No seu território, o Walmart deve reforçar posições, com novos pontos em Santa Cruz do Sul e Lajeado. “Temos de estar ligados e mudar sempre”, indica. A intenção do grupo é operar sem parceiros. Com portfólio cativo de 140 mil produtores, a Agrocomercial Afubra, braço de varejo da Associação de Fumicultores do Brasil (Afubra), tem apenas 20 pontos de venda, mas projeta avançar, disputando consumidores muito além do setor primário.
O diretor-presidente da operação comercial, Romeu Schneider, informa que recusou a compra de outra rede por diferença de foco: não era na região de atuação. Agora faz planos de ampliar em 10% a rede, com 20 pontos. Também começa a operar em junho novo Centro de Distribuição (CD), que teve injeção de R$ 12 milhões, em Santa Cruz do Sul. “Nosso faturamento cresce 18% ao ano”, cita, indicando que 10% da receita de R$ 220 milhões vem de produtos como itens agropecuários. Na rede, as compras à vista respondem por 50%. Schneider diz que o pós-venda é o segredo, inclusive contra os grandes.
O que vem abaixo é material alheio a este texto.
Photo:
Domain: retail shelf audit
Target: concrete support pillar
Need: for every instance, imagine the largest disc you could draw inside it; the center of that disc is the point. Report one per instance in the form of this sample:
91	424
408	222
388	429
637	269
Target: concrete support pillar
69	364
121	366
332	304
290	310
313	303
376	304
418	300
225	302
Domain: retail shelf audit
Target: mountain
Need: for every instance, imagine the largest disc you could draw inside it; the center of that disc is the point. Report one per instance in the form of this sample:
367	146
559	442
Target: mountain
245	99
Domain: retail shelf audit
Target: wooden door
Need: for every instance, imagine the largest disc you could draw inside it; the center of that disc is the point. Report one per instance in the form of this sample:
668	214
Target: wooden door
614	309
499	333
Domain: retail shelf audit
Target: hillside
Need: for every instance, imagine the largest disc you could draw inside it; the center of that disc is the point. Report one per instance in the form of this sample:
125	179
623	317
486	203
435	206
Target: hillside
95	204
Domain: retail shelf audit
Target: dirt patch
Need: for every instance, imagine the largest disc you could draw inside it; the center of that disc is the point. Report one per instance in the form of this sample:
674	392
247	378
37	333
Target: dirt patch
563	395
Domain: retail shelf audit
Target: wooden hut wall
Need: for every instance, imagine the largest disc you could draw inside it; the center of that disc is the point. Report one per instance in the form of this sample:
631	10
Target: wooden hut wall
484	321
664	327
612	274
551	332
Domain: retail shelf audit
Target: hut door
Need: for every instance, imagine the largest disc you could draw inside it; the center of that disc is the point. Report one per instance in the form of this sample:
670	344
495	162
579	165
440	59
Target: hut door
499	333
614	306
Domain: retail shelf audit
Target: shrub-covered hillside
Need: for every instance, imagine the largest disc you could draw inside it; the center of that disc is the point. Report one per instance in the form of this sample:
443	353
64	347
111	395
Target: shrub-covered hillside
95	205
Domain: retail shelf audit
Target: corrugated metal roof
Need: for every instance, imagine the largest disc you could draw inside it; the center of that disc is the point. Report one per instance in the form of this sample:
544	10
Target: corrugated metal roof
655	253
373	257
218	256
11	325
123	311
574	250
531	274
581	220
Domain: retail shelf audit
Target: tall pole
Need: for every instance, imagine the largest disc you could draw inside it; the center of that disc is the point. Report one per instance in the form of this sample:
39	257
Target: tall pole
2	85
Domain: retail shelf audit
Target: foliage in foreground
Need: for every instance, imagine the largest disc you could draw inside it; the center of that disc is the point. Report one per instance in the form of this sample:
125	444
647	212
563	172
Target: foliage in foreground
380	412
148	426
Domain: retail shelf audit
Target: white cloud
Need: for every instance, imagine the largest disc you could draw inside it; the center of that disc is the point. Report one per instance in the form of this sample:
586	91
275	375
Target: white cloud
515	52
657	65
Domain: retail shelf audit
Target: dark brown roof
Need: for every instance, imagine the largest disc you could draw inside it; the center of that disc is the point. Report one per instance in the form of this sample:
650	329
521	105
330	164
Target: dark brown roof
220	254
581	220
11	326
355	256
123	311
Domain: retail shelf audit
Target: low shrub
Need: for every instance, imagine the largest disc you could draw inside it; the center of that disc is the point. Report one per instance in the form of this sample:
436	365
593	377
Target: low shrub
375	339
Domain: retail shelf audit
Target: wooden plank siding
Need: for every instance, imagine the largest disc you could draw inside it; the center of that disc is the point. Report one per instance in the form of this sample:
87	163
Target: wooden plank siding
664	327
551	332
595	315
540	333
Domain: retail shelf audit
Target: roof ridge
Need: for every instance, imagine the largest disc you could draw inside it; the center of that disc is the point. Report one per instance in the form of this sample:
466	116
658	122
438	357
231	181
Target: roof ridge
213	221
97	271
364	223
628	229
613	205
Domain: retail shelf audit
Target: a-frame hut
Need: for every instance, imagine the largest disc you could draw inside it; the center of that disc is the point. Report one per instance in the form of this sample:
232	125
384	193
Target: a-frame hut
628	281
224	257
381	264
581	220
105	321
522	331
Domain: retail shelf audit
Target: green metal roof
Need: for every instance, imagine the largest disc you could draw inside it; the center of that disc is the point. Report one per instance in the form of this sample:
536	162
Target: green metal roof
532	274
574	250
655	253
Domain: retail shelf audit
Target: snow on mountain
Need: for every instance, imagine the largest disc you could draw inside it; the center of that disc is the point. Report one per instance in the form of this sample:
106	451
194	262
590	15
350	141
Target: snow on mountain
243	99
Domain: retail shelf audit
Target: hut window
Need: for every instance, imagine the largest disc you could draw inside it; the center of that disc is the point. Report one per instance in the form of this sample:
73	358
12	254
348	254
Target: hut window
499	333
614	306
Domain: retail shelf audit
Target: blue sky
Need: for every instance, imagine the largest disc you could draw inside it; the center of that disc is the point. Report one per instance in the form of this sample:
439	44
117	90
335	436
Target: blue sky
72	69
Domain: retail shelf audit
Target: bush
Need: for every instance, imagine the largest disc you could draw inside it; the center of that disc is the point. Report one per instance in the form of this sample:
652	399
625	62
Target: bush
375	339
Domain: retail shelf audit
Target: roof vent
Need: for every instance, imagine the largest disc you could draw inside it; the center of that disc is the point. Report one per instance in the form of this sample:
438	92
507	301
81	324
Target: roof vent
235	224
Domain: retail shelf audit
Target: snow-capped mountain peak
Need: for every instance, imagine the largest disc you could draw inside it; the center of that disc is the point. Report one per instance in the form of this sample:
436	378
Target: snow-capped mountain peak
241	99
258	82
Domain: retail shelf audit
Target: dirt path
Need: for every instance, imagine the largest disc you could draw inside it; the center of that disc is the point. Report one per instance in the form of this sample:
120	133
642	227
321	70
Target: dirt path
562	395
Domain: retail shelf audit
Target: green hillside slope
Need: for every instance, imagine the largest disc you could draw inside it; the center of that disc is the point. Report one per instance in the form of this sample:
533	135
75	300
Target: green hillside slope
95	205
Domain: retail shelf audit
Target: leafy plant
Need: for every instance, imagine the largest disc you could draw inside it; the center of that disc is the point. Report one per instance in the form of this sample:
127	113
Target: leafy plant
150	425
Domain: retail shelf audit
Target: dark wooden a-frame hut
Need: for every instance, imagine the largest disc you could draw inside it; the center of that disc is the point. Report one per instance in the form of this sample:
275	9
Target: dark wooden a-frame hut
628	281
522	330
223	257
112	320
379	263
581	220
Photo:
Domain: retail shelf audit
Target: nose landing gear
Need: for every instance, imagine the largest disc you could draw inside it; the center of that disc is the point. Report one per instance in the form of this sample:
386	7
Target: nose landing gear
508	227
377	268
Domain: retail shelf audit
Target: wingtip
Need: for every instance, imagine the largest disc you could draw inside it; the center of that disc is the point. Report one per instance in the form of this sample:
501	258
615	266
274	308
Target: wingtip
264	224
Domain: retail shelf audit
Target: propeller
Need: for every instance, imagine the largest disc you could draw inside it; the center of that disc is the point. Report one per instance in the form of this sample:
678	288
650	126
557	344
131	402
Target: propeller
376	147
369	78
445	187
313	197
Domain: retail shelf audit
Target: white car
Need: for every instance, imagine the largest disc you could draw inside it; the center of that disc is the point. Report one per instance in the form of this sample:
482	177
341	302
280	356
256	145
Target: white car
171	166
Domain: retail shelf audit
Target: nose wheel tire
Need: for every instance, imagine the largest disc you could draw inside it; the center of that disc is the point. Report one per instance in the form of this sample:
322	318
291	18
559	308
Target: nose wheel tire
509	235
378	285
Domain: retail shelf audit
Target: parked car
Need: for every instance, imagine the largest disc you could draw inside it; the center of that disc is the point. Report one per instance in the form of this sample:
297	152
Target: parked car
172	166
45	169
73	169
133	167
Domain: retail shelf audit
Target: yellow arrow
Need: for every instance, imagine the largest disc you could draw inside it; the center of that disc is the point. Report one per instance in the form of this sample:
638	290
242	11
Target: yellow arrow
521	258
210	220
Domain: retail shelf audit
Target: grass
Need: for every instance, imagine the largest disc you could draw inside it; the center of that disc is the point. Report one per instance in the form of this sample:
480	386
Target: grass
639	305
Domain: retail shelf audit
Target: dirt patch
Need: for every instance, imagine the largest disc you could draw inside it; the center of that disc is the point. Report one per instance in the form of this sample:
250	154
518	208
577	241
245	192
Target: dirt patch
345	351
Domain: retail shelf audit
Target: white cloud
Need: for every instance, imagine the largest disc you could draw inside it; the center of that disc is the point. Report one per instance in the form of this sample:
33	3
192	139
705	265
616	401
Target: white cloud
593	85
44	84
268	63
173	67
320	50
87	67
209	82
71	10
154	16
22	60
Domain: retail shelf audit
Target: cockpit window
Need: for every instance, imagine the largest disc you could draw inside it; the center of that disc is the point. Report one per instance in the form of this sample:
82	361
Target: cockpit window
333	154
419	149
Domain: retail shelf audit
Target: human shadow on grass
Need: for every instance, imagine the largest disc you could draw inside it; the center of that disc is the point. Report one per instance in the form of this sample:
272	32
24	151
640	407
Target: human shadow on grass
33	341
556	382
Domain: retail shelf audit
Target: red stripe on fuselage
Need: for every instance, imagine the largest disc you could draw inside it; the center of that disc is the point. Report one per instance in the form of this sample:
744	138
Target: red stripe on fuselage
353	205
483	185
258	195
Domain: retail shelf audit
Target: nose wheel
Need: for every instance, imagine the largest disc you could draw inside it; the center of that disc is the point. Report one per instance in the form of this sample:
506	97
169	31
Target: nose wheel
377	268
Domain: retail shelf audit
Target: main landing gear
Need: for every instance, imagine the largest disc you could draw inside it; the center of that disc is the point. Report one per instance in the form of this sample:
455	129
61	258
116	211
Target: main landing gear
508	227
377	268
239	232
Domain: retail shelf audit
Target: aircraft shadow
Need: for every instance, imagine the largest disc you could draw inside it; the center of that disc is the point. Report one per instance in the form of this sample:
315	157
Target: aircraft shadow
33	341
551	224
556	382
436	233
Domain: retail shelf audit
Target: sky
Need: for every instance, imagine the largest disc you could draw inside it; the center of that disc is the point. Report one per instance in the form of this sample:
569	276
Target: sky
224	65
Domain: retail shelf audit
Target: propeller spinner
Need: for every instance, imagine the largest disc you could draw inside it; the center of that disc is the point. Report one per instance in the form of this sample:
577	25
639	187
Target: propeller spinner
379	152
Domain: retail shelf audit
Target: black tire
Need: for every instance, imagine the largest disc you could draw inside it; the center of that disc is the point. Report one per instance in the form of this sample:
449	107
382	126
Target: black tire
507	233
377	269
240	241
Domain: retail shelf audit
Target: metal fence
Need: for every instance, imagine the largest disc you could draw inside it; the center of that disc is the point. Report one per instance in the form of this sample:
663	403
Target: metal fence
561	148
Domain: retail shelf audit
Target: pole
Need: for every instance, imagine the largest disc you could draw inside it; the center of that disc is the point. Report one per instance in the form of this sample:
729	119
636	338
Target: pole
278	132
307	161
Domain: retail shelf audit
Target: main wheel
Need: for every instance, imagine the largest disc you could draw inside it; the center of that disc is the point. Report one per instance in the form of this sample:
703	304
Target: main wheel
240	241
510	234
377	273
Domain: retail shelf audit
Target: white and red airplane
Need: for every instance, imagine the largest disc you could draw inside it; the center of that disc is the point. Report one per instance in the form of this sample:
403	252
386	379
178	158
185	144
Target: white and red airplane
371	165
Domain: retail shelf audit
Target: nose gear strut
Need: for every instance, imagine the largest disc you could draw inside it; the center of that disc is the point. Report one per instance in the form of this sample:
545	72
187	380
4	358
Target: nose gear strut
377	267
A cooperativa Certel, de Teutônia, com 60 lojas, poderá enveredar com mais força pelo nicho de materiais de construção. O presidente da associação, Egon Hoerle, acredita que em dois anos o segmento poderá superar o de eletrodomésticos e móveis, hoje maior fonte de receita. As novas lojas que estão sendo abertas, em Rio Grande e Pelotas, focam mais a construção. A cooperativa também vai ingressar em produção de blocos de cimento e incrementará um programa de financiamento de moradias, o Casa Pronta Certel.
Também com forte nos materiais de construção, a Quero-Quero ampliará em mais seis lojas as atuais 174. Serão três no Estado e o mesmo número em Santa Catarina. O diretor comercial, Arnildo Heimerdinger, diz que a estratégia é entrar em mercados com boa renda per capita.
“Queremos crescer muito em materiais, o que ainda não está consolidado no Estado”, projeta. A meta é recuperar desempenho depois de um 2009 com menor avanço, período de dificuldades com adaptação da mudança da sede de Santo Cristo para Cachoeirinha e menor venda. Para 2011, o grupo quer chegar ao Paraná. Para a briga que se avizinha, Heimerdinger aposta na base de clientes do cartão Verde Card, com cerca de 2 milhões.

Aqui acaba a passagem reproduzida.